Monday, September 29, 2014

She Isn't Scary, She's Just a Little Girl

This entry is a take - off from this article from Huffington Post that I could absolutely relate to.  I'd recommend that you take the time to read it as well.  

Sometimes I can really be mean, especially when it has to do with defending the people that I care about.  During this particular incident, I was feeling evil.  Actually, I can blame the heat and fatigue on this one - after all, walking around campus under the mid-day sun, chasing after 2 children who want to go in different directions isn't exactly a calming experience - particularly if you've had little sleep the night before.  But if I had to be honest to myself, I know that these are but lame excuses for a situation that could have been handled better.  Lest I digress even further, let's go back to my original story....

Last week was the school fair of Kuya and as a tradition in their school, each class organizes a get-together for all the family members of each section.  That Saturday was our scheduled get-together (or salu-salo) so we brought Nina along so that she could also enjoy the different rides and game booths and meet her big brother's classmates as well.

Sometime that morning, Kuya and Dad were in line for the Octopus but Nina and I had to sit that one out (she wasn't allowed, and I am petrified of heights).  I decided to bring her around to check the tiangge stalls in the cafeteria but as we were going around, I noticed 3 boys (probably in Grade 3 or 4) in front of us who were looking and whispering to each other while pointedly looking at Nina.  

I was half afraid that they would say something mean but perhaps seeing that she was with an adult, they kept whatever it was they were saying to themselves.  Still, I couldn't help myself.  My evil twin reared its head and took over from where sensibility and tact decided to take a hike.  I could actually feel the hair at the back of my neck raising out of annoyance at these kids so in a voice loud enough for them to hear, I said:  "Look Nina, those boys are looking at you.  Say "hi" to them!"  

I meant to catch them off guard, and I probably did.  They moved away but continued whispering and looking back.  So I decided to trail them and then called the attention of the boy closest to me by lightly touching his shoulder (kalabit is a more accurate term except that there seems to be no appropriate english translation for it) and then called out: "You keep looking at her, do you want to say hi?"  Nina, say hi to them!"  

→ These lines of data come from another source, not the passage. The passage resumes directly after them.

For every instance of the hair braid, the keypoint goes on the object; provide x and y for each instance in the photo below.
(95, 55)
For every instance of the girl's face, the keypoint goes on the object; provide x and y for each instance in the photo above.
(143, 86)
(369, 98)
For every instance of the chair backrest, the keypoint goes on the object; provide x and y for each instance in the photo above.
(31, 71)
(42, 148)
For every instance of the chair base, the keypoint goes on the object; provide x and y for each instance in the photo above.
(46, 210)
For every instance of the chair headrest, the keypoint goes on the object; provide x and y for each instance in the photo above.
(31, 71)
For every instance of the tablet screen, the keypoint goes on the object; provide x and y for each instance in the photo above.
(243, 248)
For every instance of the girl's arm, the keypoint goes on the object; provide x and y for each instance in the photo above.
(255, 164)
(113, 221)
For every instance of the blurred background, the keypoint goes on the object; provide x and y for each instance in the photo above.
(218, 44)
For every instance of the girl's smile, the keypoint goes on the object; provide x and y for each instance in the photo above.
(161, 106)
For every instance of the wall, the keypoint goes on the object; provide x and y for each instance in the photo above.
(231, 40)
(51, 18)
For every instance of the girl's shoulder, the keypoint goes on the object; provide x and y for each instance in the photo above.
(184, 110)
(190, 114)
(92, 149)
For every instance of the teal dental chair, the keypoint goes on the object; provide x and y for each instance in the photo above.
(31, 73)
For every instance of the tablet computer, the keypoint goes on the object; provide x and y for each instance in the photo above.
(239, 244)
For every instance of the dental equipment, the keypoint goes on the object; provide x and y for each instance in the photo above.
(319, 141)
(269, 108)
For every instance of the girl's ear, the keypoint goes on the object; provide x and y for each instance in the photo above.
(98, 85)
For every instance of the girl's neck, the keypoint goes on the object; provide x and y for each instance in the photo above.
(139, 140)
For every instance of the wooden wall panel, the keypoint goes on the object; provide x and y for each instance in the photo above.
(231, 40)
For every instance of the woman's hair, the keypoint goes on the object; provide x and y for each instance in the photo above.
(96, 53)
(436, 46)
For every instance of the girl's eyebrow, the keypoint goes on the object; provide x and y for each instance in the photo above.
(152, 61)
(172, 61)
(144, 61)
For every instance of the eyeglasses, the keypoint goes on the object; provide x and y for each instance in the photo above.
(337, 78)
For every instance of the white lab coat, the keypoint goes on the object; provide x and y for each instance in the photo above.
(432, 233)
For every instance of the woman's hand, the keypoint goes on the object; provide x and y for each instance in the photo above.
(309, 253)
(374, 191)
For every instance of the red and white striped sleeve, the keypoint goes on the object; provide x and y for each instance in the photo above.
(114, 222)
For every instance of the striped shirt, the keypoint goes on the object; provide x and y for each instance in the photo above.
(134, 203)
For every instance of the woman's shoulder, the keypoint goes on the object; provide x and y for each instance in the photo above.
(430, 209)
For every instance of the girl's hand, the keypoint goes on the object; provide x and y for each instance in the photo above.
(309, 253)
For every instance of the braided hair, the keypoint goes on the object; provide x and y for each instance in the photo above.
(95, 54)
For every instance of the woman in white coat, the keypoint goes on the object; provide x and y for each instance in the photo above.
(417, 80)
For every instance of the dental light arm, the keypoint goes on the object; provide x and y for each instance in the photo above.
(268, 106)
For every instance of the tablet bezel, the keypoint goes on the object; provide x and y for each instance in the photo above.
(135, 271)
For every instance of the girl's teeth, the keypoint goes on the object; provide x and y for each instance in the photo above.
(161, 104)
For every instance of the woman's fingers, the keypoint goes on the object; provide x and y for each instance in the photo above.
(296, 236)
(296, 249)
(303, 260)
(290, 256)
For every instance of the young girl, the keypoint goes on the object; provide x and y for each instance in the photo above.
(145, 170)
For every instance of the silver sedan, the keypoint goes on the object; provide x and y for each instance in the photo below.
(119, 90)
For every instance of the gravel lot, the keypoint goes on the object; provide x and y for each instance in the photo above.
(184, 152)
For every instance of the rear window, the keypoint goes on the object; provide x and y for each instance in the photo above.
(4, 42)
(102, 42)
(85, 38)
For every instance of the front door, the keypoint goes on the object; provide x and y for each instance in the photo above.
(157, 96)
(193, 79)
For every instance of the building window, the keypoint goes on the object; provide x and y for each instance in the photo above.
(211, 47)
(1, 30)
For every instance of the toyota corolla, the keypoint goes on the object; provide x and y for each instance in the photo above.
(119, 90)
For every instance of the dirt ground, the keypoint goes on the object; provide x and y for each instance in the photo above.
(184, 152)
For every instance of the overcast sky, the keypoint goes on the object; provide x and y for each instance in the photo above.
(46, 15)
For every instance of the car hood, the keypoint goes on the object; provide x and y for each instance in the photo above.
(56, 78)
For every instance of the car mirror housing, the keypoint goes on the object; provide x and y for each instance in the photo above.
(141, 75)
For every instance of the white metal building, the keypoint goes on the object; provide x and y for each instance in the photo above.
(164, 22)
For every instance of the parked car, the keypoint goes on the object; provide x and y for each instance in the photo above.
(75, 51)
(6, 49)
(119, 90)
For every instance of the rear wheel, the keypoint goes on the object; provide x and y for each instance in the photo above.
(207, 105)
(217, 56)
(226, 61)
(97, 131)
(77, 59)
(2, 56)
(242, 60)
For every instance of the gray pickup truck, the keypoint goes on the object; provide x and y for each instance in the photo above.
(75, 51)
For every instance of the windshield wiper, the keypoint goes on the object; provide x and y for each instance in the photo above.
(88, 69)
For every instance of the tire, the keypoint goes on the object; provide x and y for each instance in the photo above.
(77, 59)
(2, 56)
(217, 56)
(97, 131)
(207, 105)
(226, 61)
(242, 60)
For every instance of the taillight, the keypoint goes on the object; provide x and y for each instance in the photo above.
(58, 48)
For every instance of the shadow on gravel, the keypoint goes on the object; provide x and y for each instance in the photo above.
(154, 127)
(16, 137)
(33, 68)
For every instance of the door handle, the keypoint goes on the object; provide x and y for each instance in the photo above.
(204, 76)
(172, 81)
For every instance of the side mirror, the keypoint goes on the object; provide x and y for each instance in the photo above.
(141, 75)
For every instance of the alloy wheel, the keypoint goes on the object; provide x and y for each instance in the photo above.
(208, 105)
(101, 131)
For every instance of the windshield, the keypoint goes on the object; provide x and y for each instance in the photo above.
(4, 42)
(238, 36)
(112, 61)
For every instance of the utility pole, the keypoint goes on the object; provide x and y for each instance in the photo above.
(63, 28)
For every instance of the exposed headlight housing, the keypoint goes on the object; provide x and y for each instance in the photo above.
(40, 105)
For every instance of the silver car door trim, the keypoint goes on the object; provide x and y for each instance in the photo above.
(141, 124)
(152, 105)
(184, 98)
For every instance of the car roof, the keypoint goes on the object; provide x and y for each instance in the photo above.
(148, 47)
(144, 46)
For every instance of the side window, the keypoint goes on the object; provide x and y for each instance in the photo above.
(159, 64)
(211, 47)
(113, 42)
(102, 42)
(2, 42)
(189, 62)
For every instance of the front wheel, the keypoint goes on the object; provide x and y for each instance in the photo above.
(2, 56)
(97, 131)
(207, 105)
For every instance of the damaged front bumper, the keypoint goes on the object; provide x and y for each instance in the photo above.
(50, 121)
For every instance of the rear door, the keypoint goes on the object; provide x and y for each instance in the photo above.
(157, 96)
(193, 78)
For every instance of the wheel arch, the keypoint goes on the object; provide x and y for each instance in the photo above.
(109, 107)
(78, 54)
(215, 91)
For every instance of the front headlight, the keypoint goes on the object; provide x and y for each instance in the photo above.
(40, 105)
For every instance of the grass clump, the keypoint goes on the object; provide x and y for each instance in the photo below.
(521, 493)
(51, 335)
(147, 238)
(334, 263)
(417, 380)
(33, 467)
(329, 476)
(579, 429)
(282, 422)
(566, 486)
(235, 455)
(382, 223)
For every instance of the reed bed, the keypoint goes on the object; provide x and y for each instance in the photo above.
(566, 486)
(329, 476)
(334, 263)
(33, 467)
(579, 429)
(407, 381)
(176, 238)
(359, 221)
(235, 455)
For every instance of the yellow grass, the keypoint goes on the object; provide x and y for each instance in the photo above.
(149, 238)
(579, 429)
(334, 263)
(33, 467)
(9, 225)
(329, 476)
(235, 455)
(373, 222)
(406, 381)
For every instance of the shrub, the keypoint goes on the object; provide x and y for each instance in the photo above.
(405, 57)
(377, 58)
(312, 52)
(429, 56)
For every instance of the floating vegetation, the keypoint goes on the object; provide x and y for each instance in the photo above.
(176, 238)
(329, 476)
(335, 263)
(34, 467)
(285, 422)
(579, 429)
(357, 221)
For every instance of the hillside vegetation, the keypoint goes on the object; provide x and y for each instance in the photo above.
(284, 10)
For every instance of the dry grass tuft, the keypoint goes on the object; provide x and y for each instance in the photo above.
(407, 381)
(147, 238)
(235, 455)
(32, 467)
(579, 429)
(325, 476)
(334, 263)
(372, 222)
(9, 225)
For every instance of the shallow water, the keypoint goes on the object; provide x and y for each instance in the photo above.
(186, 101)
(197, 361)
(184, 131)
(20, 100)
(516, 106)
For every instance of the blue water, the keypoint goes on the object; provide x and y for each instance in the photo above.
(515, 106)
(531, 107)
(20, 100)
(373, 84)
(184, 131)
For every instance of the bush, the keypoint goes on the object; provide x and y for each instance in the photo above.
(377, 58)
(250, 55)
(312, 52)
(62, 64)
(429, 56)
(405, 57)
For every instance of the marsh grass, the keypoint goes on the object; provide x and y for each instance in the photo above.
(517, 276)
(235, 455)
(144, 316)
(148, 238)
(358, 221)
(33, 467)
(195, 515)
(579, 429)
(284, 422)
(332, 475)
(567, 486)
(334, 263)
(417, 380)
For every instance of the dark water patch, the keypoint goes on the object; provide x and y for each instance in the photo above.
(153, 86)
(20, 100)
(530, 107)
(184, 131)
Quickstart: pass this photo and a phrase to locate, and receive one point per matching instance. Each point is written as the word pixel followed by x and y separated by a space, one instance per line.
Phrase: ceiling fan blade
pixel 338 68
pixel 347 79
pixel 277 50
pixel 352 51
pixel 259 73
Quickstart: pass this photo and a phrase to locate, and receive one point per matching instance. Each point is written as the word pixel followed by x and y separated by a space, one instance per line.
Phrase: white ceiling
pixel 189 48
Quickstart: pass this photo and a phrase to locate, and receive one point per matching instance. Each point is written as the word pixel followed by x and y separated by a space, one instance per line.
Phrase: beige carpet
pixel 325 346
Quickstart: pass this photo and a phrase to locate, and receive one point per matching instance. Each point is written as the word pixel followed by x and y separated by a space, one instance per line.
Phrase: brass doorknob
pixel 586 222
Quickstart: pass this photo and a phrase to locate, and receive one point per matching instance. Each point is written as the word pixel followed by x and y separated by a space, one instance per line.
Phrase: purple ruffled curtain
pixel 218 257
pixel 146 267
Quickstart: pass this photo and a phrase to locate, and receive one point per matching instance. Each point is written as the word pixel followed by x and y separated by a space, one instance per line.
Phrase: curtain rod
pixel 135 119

As expected, they ran off without a word.  1 point for mom!  I had a smug look on my face and my daughter... well let's just say that she was probably wondering what that was all about.  Thank God she was oblivious to what was going on.

In hindsight, I know I could probably have taken a more mature stance of dealing with it.  (Although I hope to God that He wouldn't think that I need more practice and send another similar incident my way anytime soon.)  Maybe when I get better hold of my temper or perhaps when I can see that my daughter would be capable enough of defending herself, I will be able to come up with a witty remark that would give us the reaction that we hope for. But for now, I am grateful that at this point, my daughter remains unaffected by the stares and whispers of other children.  Although I know deep in my heart that it won't be like this forever, I pray that in time, we will be able to mold her to be strong and confident enough in herself to rise above those challenges. .

Sometimes, we are caught off guard by the comments our children make, especially towards individuals with special needs.  As a parent, I know that I should always be on my toes, always be prepared to guide my kids in being polite and in not being judgmental.  

I echo what Alice Ann Meyer said in her article:
"If you are the parent whose child says another child looks funny or scary, don't simply say, "That isn't a nice thing to say." While you are right, it's not nice, simply saying that and walking away still isolates my child. The next time follow that statement up and tell your child, "I'm sure he's a very nice boy, let's go meet him." Please, come introduce yourself and ask my child's name. I assure you, we don't bite! My child is just like yours; he can be sweet, loving, throw temper tantrums, and be a handful. And I assure you, I am just like you; I am a parent learning my way through this.
If your child is curious and doesn't say anything mean but still notices he looks different, please, introduce yourself to us, ask us our names! Include my child in your world. I promise you, he's not scary, he's just a little boy."
In our case, she's just a little girl - pretty much like any 5 year old little girl that you may know of.  When you see us, say "hello" and do get to know Nina better.  You'd be surprised at how she can quickly capture your heart.